Esta é uma questão importante. Ao individuo sem alfabetizaçao para a arte não lhe sobra alternativa senão aquela que está à mão.
Explico.
Nosso problema mais grave é a falta de políticas públicas que favoreçam a alfabetização para as artes. Traduzindo, é preciso que as pessoas aprendam a ler os códigos que estão implícitos numa pintura, num espetáculo de dança, de ópera, de carnaval. Não se trata apenas de dizer vi, gostei, não gostei, cantei prá caramba, é tudo colorido, este é mais bonito, este é mais feio.
Esta é a questão principal no que tenho me proposto a discutir. Não se trata de Dilma ou de Serra, pois esta é uma questão que será decidida nas urnas e sob a batuta da média das expectativas da população brasileira que necessariamente não faz o mesmo juízo que nós - com graus diferentes de alfabetização - fazemos. Trata-se sim do que estamos dispostos a levar como bandeira - digamos - para a Cultura.
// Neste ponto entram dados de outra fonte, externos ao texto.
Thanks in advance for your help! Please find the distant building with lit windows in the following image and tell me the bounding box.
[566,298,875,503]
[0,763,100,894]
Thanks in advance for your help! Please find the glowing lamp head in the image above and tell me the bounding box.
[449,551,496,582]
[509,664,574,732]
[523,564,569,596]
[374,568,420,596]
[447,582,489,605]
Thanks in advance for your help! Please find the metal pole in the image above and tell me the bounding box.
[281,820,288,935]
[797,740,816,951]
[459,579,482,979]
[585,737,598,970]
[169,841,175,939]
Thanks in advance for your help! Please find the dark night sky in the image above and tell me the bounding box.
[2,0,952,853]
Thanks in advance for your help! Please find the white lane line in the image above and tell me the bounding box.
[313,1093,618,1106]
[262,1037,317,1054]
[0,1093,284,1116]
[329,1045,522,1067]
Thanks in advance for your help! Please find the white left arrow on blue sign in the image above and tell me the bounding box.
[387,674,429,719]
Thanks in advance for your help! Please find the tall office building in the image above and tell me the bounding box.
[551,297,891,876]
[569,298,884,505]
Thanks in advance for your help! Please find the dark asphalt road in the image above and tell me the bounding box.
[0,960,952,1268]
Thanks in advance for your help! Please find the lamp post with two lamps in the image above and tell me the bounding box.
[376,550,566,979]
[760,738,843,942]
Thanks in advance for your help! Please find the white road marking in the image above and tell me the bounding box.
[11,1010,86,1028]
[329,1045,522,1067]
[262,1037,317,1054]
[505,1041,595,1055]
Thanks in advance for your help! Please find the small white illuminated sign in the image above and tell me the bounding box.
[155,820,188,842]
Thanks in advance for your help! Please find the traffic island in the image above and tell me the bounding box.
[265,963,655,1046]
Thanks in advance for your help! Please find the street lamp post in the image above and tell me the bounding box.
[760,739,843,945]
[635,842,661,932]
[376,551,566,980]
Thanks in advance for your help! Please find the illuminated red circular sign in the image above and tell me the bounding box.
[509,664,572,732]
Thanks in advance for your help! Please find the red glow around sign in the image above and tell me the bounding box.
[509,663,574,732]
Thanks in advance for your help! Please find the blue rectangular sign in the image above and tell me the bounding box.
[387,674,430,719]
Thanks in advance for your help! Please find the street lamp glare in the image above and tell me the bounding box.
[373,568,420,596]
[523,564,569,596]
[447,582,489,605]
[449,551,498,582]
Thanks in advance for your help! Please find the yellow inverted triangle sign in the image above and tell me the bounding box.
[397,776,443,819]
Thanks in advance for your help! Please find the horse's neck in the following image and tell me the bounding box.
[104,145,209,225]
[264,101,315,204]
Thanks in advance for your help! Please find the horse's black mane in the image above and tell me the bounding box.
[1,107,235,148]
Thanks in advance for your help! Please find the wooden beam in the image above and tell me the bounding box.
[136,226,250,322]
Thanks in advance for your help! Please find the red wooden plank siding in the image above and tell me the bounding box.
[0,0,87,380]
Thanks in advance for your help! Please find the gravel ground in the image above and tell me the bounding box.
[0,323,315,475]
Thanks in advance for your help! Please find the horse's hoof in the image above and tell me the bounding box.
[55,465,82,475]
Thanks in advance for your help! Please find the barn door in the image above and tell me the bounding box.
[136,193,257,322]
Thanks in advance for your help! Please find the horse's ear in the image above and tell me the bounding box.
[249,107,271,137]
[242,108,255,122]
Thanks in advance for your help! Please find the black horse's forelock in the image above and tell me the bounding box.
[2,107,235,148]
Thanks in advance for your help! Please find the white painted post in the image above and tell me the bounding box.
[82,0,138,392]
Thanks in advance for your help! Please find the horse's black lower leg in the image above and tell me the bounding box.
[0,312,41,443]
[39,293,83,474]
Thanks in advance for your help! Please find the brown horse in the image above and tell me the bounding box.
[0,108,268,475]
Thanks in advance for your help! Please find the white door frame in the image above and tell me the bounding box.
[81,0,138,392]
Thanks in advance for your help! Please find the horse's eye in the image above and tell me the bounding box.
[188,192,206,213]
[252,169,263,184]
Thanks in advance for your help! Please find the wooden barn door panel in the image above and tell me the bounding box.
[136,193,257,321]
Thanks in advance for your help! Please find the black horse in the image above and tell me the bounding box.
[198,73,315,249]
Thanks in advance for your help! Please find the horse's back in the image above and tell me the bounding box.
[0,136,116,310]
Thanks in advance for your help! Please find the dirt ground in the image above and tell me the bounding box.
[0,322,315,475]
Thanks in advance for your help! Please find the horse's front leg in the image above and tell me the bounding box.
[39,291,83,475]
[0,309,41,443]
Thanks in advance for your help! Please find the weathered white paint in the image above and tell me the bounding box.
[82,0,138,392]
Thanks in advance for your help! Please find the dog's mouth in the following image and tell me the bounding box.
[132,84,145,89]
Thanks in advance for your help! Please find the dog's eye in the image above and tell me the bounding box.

Como artista acompanho o que vem sendo realizado no Brasil na área Federal para a Cultura e, na medida do possível, participado de debates com foco específico na minha principal atividade, apesar da formação ser mais abrangente. Acho que tenho a contribuir para a ópera e precisamos desenvolver o gênero considerado o potencial instalado no país além das considerações já feitas e outras compatíveis.
Tenho uma relação cordial com o Ministro Juca Ferreira de quem reconheço a tenacidade e capacidade de articulação (aliás já mencionado nesta Cultura & Mercado em artigo anterior). Ele - e o Ministério - reconhecem que nada de relevante ou estruturante foi feito para a àrea da Música Erudita e em particular da Ópera. Não acredito - e não vi nas várias oportunidades e pessoas com quem conversei no MinC, qualquer ranço de descaso ou preconceito com a ópera, ou mesmo a leitura de que se trata uma atividade a ser alijada do cenário artístico. Isto sequer passaria pela cabeça de qualquer dos técnicos que lá estão, acredito.. Há sim um entendimento geral de que é necessário avançar nesta matéria e que se trata de uma atividade com características próprias de assimilação difícil por todas as razões já expostas aqui inclusive.
Também é preciso compreender que da mesma maneira que o Governo Lula antes de ser Lula/Dilma foi Lula/Zé Dirceu, antes de Juca, o MinC foi Gil. Ou seja, foram oito anos, com gestões diferentes, formas de pensar e maneiras de agir diferentes. O avanço se deu na estrutura do pensamento, na criação das bases para se discutir nossa identidade, um trabalho que está longe de ser concluído e será objeto de mais algumas gestões. Avançamos muito na quantificação da Cultura com as pesquisas realizadas para o Ministério e finalmente temos no Brasil alguns parâmetros numéricos para pensar de maneira articulada com a realidade. Gosto das idéias e do conceito dos pontos de cultura, acho muito importante o que se fez até aqui com a Rede Nacional de Música, por exemplo. Lamento não termos avançado - e perdemos muito tempo com isto - com as formas de financiamento à produção Cultural.
Caberá ao novo governante (ou à) resolver isto.